Du côté d'Ennahda, on affiche beaucoup plus de sérénité. Les débats internes sont gérés par un appareil rodé, capable d'organiser de larges consultations. La loyauté envers le parti empêche que les éclats de voix ne s'entendent à l'extérieur. La formation se prépare à un dixième congrès, conçu pour être celui du renouvellement doctrinal et stratégique, début 2016. « Ennahda a entamé une mutation profonde, explique M. Abdelhamid Jelassi, président du majlis al-choura, l'instance délibérative. Il nous faut du temps pour transformer un parti de contestation, autrefois clandestin et réprimé, en un parti de gouvernement. Après quarante ans de confrontation avec l'“Etat profond”, la prison, la torture, nos militants ont développé une certaine défiance. Nous sommes maintenant dans un contexte de coopération.
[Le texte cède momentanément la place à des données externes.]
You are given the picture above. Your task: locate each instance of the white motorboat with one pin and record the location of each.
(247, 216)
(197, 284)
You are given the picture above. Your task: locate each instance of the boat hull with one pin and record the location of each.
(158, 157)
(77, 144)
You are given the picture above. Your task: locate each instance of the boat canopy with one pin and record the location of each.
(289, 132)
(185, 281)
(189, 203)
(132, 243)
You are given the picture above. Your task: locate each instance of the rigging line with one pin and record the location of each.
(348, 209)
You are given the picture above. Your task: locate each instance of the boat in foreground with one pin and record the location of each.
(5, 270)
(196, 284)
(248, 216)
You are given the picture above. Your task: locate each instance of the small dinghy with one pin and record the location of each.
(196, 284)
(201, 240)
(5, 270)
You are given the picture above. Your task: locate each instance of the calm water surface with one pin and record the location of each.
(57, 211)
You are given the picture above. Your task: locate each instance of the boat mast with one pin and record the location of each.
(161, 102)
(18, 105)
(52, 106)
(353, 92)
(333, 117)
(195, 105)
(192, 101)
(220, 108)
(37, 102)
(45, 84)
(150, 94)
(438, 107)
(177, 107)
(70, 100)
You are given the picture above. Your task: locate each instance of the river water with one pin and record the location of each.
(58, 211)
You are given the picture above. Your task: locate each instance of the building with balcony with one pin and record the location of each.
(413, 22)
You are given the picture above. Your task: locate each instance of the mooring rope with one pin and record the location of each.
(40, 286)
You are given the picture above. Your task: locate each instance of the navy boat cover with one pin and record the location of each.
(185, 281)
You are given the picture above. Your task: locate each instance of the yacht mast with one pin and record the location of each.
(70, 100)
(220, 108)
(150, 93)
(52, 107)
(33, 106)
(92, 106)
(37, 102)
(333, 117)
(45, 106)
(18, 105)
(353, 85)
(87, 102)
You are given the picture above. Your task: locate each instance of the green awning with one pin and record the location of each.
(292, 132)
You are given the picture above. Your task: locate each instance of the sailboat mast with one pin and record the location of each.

Il faut travailler sur ces réflexes et théoriser cette nouvelle réalité. » Les mânes d'Abdelaziz Thaalbi, figure ancestrale du mouvement national écartée par Bourguiba dans les années 1930, sont invoqués pour inscrire le rapprochement entre destouriens et islamo-conservateurs dans une filiation commune, afin de fonder une alliance que certains cadres d'Ennahda voient se prolonger sur dix ou quinze ans.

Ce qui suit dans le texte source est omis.